I stared in shock as I backed away. Sal had… he was…

My cheap high heel shoe was flush against the side of his head. I had… he was… I had impaled his temple with the spiked heel. His mouth worked like a fish, gaping open and closed for a minute. Then he fell backwards. A river of dark red blood immediately started to pool around him.

Oh no.

OH NO.

I didn’t need to check his pulse to see that he was dead, or about to be. The reality of what I’d done started to hammer through me. I’d killed a man. I’d actually done it. I backed away to the door, slamming against it.

“Boss? Customers are starting to roll up.”

Paulie was outside. Paulie was outside and I’d just killed his boss.

Oh GOD.

I had to get out of here. I had to–

I had to go to the other side of the country. Maybe the planet. That probably wasn’t far enough.

I’d just killed a made guy. Not some two-bit hood. A mobster with pull. My life was forfeit and I knew it.

Think, Kirsten! Think!

I had to get Paulie away from the door. He wasn’t a bad guy, but I was pretty sure he wouldn’t let me off the hook for this. Even if it was in self-defense.

I realized I was holding my other shoe and dropped it like it was a hot cake. I started shaking, trying not to look at Sal. He was really dead. There was no taking this back. I’d just ended his life.

But I hadn’t meant to! It didn’t matter though. The road to hell was paved with good intentions. He was gone for real, and I had to think fast.

Maybe I should take the evidence and run… but how would I get out of here? There was a three-hundred-pound guy standing outside the door.

Maybe I should pretend we were busy in here…

I cringed at the thought of what I was about to do. But I didn’t have a choice. I moved away from the door and retrieved one shoe, and then reached for the other.

I closed my eyes and pulled on it. It didn’t budge. I pulled harder. I almost threw up as I felt it release from his broken skull. Everything got much more real in that moment.

I stared at my gory shoe and then back at the door.

And then I moaned. I had to make it seem like I was playing hard to get but enjoying Sal’s attentions. Otherwise Paulie might stay or try and come in.

“Ohhhh… no, don’t! Please, Sal… I shouldn’t…”

I heard footsteps move away a few seconds later. So much for getting saved by Paulie. But what was he supposed to do? I had to move fast. I patted down Sal’s body for a key.

I looked around, making sure all evidence of me was gone. Other than the obvious… I had my purse and shoes, now I had the key. I could do this. I ran to the door, unlocked it, shut it behind me and locked it.
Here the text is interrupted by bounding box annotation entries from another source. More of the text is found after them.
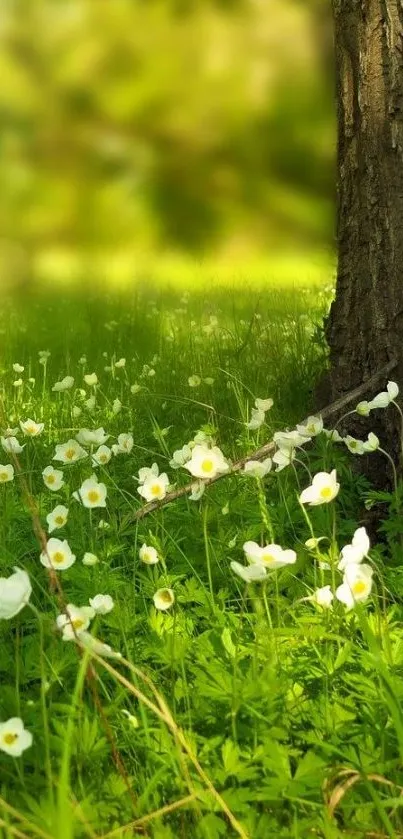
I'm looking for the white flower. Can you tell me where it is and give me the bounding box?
[153,588,175,612]
[112,434,134,455]
[255,399,273,414]
[46,504,69,533]
[368,390,391,411]
[1,437,25,454]
[169,445,192,469]
[42,466,64,492]
[337,527,371,571]
[273,430,308,452]
[84,373,98,387]
[39,536,76,571]
[89,594,115,615]
[336,563,374,609]
[230,560,267,583]
[139,542,160,565]
[0,568,32,620]
[243,541,297,569]
[386,382,399,402]
[52,376,74,393]
[73,475,107,509]
[112,399,122,415]
[0,717,32,757]
[76,428,109,446]
[245,408,265,431]
[299,469,340,507]
[137,472,169,501]
[323,428,344,443]
[56,603,95,641]
[243,457,272,478]
[297,417,323,437]
[273,449,296,472]
[92,446,112,466]
[53,440,87,463]
[364,431,380,452]
[20,419,45,437]
[82,551,99,567]
[344,434,365,454]
[355,400,371,417]
[307,586,333,609]
[184,445,229,478]
[0,463,14,484]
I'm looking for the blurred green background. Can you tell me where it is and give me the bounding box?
[0,0,335,288]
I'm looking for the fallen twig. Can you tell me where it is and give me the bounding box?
[131,360,397,521]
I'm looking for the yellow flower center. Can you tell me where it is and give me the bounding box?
[351,580,367,594]
[87,489,100,504]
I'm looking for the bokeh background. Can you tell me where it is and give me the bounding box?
[0,0,335,288]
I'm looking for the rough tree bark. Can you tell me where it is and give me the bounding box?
[326,0,403,470]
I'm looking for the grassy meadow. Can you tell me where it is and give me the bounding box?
[0,272,403,839]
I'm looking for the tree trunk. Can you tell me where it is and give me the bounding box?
[326,0,403,472]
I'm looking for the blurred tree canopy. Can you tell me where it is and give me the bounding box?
[0,0,334,282]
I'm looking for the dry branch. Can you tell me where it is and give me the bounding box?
[132,360,397,521]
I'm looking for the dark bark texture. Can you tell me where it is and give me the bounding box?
[326,0,403,466]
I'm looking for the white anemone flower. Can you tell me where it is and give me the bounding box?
[53,440,87,463]
[297,417,323,437]
[112,434,134,455]
[0,463,14,484]
[89,594,115,615]
[20,419,45,437]
[153,588,175,612]
[243,541,297,570]
[56,603,95,641]
[184,445,229,478]
[137,472,169,501]
[273,449,296,472]
[76,428,109,446]
[52,376,74,393]
[46,504,69,533]
[344,434,365,454]
[39,536,76,571]
[299,469,340,507]
[364,431,380,452]
[0,568,32,620]
[243,457,272,478]
[73,475,107,509]
[92,446,112,466]
[139,542,160,565]
[337,527,371,571]
[0,717,33,757]
[42,466,64,492]
[230,560,267,583]
[336,563,374,609]
[0,437,25,454]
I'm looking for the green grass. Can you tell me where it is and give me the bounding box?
[0,281,403,839]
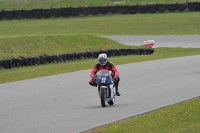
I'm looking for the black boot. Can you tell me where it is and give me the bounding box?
[116,87,121,96]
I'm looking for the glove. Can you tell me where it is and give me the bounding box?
[113,76,118,82]
[92,76,96,81]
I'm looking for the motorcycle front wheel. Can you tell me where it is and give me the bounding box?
[100,88,106,107]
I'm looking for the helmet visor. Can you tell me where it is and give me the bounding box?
[99,58,107,65]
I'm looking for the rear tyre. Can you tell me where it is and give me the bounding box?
[108,98,115,105]
[100,88,106,107]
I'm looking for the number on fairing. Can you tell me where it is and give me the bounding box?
[101,78,106,83]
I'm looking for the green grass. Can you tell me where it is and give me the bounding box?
[0,48,200,83]
[0,12,200,38]
[0,0,197,10]
[84,97,200,133]
[0,0,200,133]
[0,35,134,59]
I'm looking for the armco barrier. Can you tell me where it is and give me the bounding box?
[197,2,200,12]
[51,8,61,17]
[188,2,200,11]
[0,2,200,20]
[99,6,108,14]
[60,7,71,17]
[167,3,178,12]
[71,7,81,16]
[127,5,138,14]
[23,10,33,19]
[177,3,187,12]
[42,9,52,18]
[108,6,119,14]
[0,48,154,69]
[147,4,158,13]
[0,11,5,20]
[89,7,99,15]
[137,5,147,13]
[158,4,167,13]
[32,9,42,19]
[80,7,90,16]
[118,6,128,14]
[4,11,14,20]
[13,10,24,19]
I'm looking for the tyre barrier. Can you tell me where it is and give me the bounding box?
[0,2,200,20]
[0,48,154,69]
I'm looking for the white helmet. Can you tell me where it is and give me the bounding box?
[98,53,108,65]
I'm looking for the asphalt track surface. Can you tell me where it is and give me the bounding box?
[0,35,200,133]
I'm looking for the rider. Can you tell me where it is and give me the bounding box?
[89,53,121,96]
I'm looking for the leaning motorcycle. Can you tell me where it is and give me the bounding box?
[95,69,116,107]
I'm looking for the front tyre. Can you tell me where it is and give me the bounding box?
[108,98,115,105]
[100,88,106,107]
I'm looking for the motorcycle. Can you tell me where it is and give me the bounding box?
[95,69,116,107]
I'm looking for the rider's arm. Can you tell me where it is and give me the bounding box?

I was cringing as I slipped down the hallway, one tiny, quiet step at a time. My shoe dripped blood and I flinched, rubbing it on the outside of my jacket.
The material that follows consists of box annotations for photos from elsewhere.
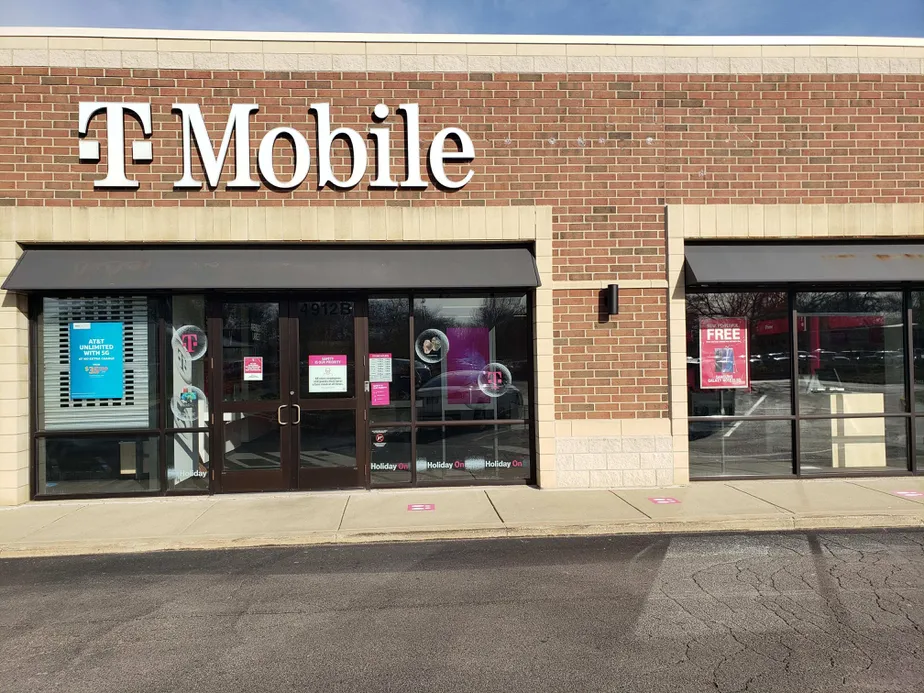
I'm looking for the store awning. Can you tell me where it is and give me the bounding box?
[684,243,924,286]
[3,246,539,292]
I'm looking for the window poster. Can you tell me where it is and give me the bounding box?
[244,356,263,382]
[308,354,347,392]
[369,354,392,383]
[370,383,391,407]
[68,322,125,399]
[699,318,751,390]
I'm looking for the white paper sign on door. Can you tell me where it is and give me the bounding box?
[308,354,347,392]
[369,354,391,383]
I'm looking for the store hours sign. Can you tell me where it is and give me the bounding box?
[77,101,475,190]
[68,322,125,399]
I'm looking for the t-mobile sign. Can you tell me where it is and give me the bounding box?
[699,318,751,390]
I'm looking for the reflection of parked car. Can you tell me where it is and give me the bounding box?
[417,371,526,420]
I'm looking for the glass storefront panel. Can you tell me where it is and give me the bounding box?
[416,424,532,482]
[914,417,924,473]
[298,409,356,469]
[167,431,209,491]
[166,296,209,428]
[796,291,907,416]
[35,434,160,496]
[910,291,924,413]
[799,417,908,474]
[296,299,356,399]
[222,411,282,472]
[689,420,793,478]
[369,426,411,486]
[414,295,533,421]
[221,302,280,402]
[687,292,792,416]
[36,296,157,431]
[369,297,412,423]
I didn’t need to leave a trail of breadcrumbs!

Somehow I made it to the front door and out before anyone saw me. I took the stairs two by two. Then I ran. I ran with everything I had. I stayed off the road, taking a winding path through the dark and decaying buildings.

I got to a secluded spot and stopped. I had to. My body wouldn’t let me run any further without upchucking. I bent over as everything in my stomach exited my body in one dramatic burst. It was over as quickly as it began. I used my jacket to wipe my face, trying to catch my breath.
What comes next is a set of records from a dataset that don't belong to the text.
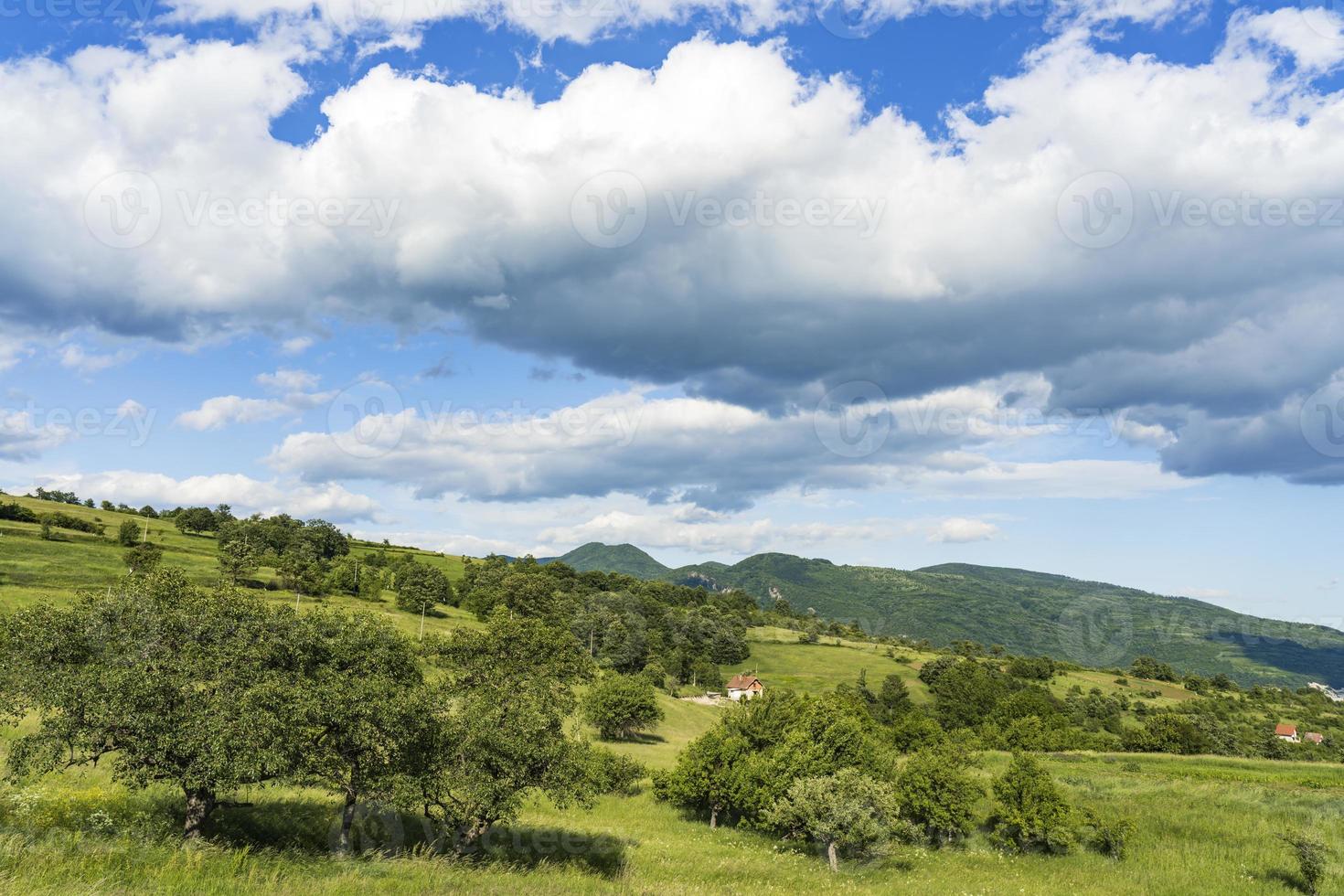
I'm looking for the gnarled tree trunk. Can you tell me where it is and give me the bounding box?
[340,791,357,856]
[181,787,219,839]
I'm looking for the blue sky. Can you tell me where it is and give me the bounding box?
[0,0,1344,626]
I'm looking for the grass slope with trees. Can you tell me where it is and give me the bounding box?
[0,496,1344,893]
[545,543,1344,687]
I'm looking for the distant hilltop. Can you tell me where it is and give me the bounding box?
[541,541,1344,699]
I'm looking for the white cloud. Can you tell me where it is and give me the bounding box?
[280,336,314,355]
[0,20,1344,485]
[929,516,998,544]
[175,395,292,432]
[22,470,378,523]
[59,343,135,376]
[175,368,336,432]
[0,407,74,461]
[257,368,318,392]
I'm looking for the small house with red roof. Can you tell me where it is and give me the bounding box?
[729,673,764,699]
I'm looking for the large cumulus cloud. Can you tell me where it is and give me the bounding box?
[0,11,1344,486]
My jacket was evidence, where I’d wiped off the blood. My shoes were evidence. Sal’s whole office had traces of me in it…

Then again, it wasn’t like the mob was going to call the cops. That might be my saving grace. It was a slim chance, but I held onto it with both hands.

I stood there, shaking and wondering how everything had gotten so messed up. I had taken a life. Sal wasn’t a good person but he was still a human being. And now he wasn’t. I didn’t know if I could ever forgive myself for it.